Igor Zabel, the renowned Slovenian curator, chose him as a guest artist at the 50th Venice Biennale (2003) where Stilinović exhibited his work Dictionary – Pain (2000–2003) in which he used white colour to blank out many of the definitions of words in a dictionary replacing them with the word pain.. In 2017, he was selected as one of 120 artists in the world to participate in the 57th International Art Exhibition, VIVA ARTE VIVA, curated by Christine Macel.

His works belong to many museum and gallery collections, including the Museum of Modern Art, New York and Centre Georges Pompidou in Paris, museums of modern art collections in Stockholm, Vienna, Ljubljana, Zagreb and Banja Luka and in private collections such as the Filip Trade Collection, Zagreb.

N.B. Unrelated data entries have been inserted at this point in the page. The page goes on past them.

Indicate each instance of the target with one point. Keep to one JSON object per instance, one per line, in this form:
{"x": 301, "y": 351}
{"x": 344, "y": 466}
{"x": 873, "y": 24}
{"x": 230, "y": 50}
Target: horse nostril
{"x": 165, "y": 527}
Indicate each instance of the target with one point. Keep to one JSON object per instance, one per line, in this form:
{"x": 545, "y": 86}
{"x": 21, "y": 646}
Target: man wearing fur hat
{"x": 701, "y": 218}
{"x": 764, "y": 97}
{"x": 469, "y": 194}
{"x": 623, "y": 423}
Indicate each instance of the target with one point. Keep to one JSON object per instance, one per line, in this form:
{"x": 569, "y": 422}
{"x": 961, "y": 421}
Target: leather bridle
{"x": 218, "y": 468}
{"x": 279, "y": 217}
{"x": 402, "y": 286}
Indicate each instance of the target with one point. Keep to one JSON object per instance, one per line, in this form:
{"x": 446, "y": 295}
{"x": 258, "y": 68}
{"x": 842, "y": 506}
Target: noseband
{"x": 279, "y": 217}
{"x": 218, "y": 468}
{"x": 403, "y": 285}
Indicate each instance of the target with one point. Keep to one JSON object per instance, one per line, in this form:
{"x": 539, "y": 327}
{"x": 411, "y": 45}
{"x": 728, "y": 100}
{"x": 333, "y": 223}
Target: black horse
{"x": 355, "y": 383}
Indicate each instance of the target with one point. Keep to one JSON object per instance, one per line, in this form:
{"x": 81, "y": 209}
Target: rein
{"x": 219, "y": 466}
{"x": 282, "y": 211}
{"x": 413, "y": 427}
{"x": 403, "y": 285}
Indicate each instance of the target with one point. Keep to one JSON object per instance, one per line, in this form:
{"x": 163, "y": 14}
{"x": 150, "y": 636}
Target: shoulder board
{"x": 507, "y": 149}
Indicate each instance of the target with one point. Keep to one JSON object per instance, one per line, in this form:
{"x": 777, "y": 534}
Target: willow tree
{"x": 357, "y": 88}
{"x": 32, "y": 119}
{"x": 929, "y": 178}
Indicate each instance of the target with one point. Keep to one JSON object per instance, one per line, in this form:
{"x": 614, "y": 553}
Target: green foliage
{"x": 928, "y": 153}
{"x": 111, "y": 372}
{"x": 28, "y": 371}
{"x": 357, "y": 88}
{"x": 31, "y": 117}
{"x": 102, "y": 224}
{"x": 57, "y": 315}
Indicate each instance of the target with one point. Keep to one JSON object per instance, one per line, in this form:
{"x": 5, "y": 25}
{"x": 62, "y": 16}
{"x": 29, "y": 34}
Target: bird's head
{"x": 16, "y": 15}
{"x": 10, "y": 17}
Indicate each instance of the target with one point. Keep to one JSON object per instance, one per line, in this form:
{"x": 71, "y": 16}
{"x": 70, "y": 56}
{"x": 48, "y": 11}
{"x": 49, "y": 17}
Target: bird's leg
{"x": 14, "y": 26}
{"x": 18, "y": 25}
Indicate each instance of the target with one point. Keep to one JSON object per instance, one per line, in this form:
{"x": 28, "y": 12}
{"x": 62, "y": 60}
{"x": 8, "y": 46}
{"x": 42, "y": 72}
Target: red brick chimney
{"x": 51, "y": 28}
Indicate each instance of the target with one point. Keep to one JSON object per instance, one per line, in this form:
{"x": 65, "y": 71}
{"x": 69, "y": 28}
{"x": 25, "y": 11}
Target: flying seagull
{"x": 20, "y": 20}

== Works and publications ==
- Stilinović, Mladen, I Want to Go Home – Artist Book 1927–2006 (Centre for Women's Studies, Zagreb, 2008).
- Beroš, Nada, Milovac, Tihomir, Stipančić, Branka & Zabel, Igor, Mladen Stilinović: Pain (exh. catalogue, Venice Biennale, MSU, Zagreb, 2003).
- Beroš, Nada, Milovac, Tihomir & Dragojević Danijel, Mladen Stilinović: Exploitation of the Dead (exh. catalogue; MSU, Zagreb, 2001).
- Bryzgel, Amy: Artist Books by Mladen Stilinović (Part of the MoMA Library’s collection, 2017).